O’Connor, Holy Week and Walking Backwards

Today is Flannery O’Connor’s birthday. She would have been 88, and I would have taken great joy watching this iconoclast toss firecrackers into our modern sensibilities. Strange, isn’t it, to think O’Conner could have lived into the era of YouTube if lupus hadn’t cut her low at 39. O’Conner’s first claim to fame happened when she was six. A British newsreel company traveled to her family farm in Millsville, Georgia to capture young Flannery’s (she went by Mary then) feat: she taught a chicken to walk backwards. “I was just there to assist the chicken,” she said, “but it was the high point in my life. Everything since has been anticlimax.”

Hyperbole, of course, but O’Conner did, in so many ways, walk backwards into her world. She was a farm girl, spending much of her energies raising both barnyard poultry and exotic fowl (with particular interest in peacocks). She was Southern, which made her an oddity among the literary elite. She was Catholic, which made her an oddity among the Southern aristocracy. Yet she was a person of her place, a person of her people. She wrote the world in which she lived. When criticized for her stories’ dark underbelly, O’Connor was unmoved. “The stories are hard but they are hard because there is nothing harder or less sentimental than Christian realism… when I see these stories described as horror stories I am always amused because the reviewer always has hold of the wrong horror.”

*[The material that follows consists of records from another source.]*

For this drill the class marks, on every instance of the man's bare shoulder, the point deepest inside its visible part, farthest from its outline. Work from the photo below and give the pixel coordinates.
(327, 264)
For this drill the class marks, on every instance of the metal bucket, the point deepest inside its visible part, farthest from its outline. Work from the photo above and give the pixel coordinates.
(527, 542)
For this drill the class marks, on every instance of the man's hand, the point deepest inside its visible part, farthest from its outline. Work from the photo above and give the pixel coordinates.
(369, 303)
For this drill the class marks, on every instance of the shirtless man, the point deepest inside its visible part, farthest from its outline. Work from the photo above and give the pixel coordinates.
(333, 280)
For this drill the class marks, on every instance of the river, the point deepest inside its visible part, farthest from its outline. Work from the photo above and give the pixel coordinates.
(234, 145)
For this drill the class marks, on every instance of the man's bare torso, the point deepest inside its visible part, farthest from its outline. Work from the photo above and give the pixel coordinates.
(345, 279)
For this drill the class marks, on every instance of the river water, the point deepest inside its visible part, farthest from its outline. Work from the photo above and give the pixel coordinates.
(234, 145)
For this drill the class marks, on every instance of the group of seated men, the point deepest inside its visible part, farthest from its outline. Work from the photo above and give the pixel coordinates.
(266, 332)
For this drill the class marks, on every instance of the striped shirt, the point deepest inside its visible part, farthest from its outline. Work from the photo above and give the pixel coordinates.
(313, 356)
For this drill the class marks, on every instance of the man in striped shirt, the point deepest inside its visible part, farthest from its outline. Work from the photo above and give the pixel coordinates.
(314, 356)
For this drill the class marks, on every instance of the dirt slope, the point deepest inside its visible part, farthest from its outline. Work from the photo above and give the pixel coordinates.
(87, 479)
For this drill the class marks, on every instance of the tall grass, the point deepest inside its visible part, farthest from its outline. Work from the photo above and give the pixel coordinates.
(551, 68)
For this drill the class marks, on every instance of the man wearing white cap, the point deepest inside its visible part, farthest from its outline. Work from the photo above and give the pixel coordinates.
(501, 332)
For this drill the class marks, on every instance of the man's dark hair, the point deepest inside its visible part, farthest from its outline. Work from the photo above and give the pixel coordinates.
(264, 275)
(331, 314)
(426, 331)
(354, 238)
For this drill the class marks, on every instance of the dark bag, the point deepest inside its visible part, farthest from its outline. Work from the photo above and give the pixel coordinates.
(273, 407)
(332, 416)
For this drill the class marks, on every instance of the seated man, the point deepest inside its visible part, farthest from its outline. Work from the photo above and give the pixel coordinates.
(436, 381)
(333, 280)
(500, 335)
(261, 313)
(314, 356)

The Christian way, from its very core, is to walk backwards. In yesterday’s reading from the prophet Isaiah, the image of the bloodied Messiah offering his cheeks to those who ripped his beard would not leave me. “I did not hide my face from insult and spitting,” said the suffering Savior. God never hides from insult or spitting, from the dark nightmares of our world, from the sorrowful stories we live. God does not hide from the horror. God steps into the very middle of it.

Isn’t it strange that Christian faith has so often been used as a means to deny our bleakest realities? Isn’t it strange that some of our weakest art, our most naive fiction, our blandest passions, arrive with the label ‘Christian’ plastered upon their fragile façade? How can God heal what we will not acknowledge? How can Christ’s passion strike into the crucible of our lives if we do not own the fact that there is a powerful darkness, if we do not tell the truth of how we flail and rage but appear entirely helpless to enact any remedy? With our Christian edicts and our moral announcements, perhaps we’ve got hold of the wrong horror.

And how can the beauty we offer possibly embody our full glory and splendor if we believe our gritty, emblazoned humanness unworthy of our keen attention and our unvarnished description?

We need art that carries us into our full humanness, that won’t let us go until we do justice with the bare facts of our lives. We need stories that grapple with all of our humanness, narrating both the havoc and the luster. We need to be reminded that Easter announces our hope that ruin is not the end. There is joy. There is life. But they come through, not around, the valley of the shadow of death. And this traverse will surely seem like walking backwards.